CHICAGO--Providing free supplies of insulin and blood glucose test trips to families with type 1 diabetes in low- and lower-middle income families can result in improved blood-sugar control and diabetes-related knowledge, a new study of families in India suggests. The research results will be presented Tuesday, March 20, at ENDO 2018, the 100th annual meeting of the Endocrine Society in Chicago, Ill.
In Indian families with type 1 diabetes, the cost of care is largely borne by the family, with the highest economic burden borne by the lower and lower middle socio-economic class families, said lead researcher Vijayalakshmi Bhatia, M.D., professor at Sanjay Gandhi Postgraduate Institute of Medical Sciences in Lucknow, India. "Paucity of financial resources may result in inadequate spending on diabetes, which in turn can have an adverse effect on healthcare outcomes," she said.

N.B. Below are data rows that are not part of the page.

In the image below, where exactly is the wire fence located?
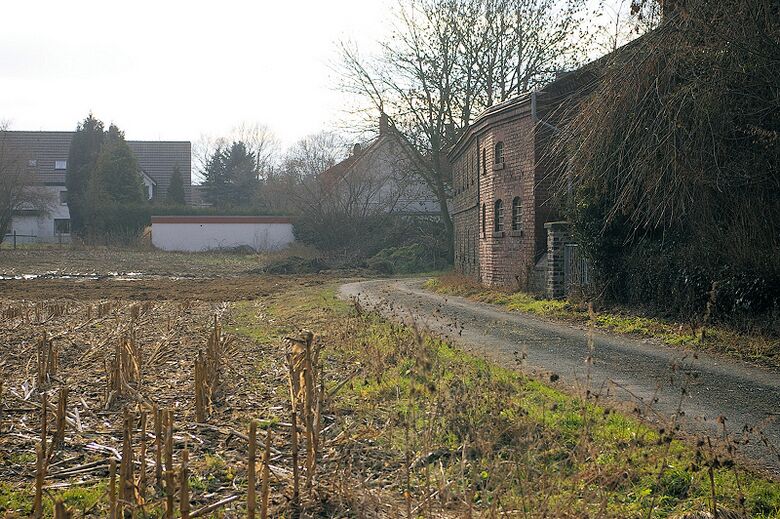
[2,230,70,250]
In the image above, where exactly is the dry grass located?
[0,272,780,518]
[425,273,780,368]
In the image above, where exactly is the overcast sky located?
[0,0,620,145]
[0,0,389,144]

For a condition like diabetes, where self-management is the key to controlling the disease, other social factors such as education status, urban or rural dwelling and access to healthcare facilities, among others, may impede a good outcome, despite provision of insulin and other supplies, Bhatia said.
The researchers studied, for the first time in India, the effect on blood sugar levels and diabetes-related knowledge of reducing the cost-related barrier, by providing free insulin and blood glucose test strips to 85 patients (average age 13 ½ years) from low- and middle-income families for one year. Additionally, in the second six months of the study, half the patients received phone calls from a diabetes nurse educator every two weeks.
The study found a significant improvement in hemoglobin A1c, a test that measures blood sugar control, at three and six months. Patients' knowledge of diabetes improved at six months despite only standard of care, with no special teaching or interaction. This suggests patients received improved insight into their diabetes through more frequent self-monitoring of their blood sugar levels, the researchers said.
During the second six months, the diabetes knowledge of the group receiving telephone calls improved compared to the non-telephone group. Improvements in A1c levels did not differ between those who received the calls and those who did not.
Urban families and families where the head of the household had more than a high school education showed greater improvement in diabetes knowledge than rural families or those with lower formal education.
"Policymakers can infer from this preliminary study that provision of free supplies will pay short-term (and possibly long-term via improved knowledge) dividends in improving the health of children and adolescents with type 1 diabetes from low- and lower-middle income families in a developing country," Bhatia said.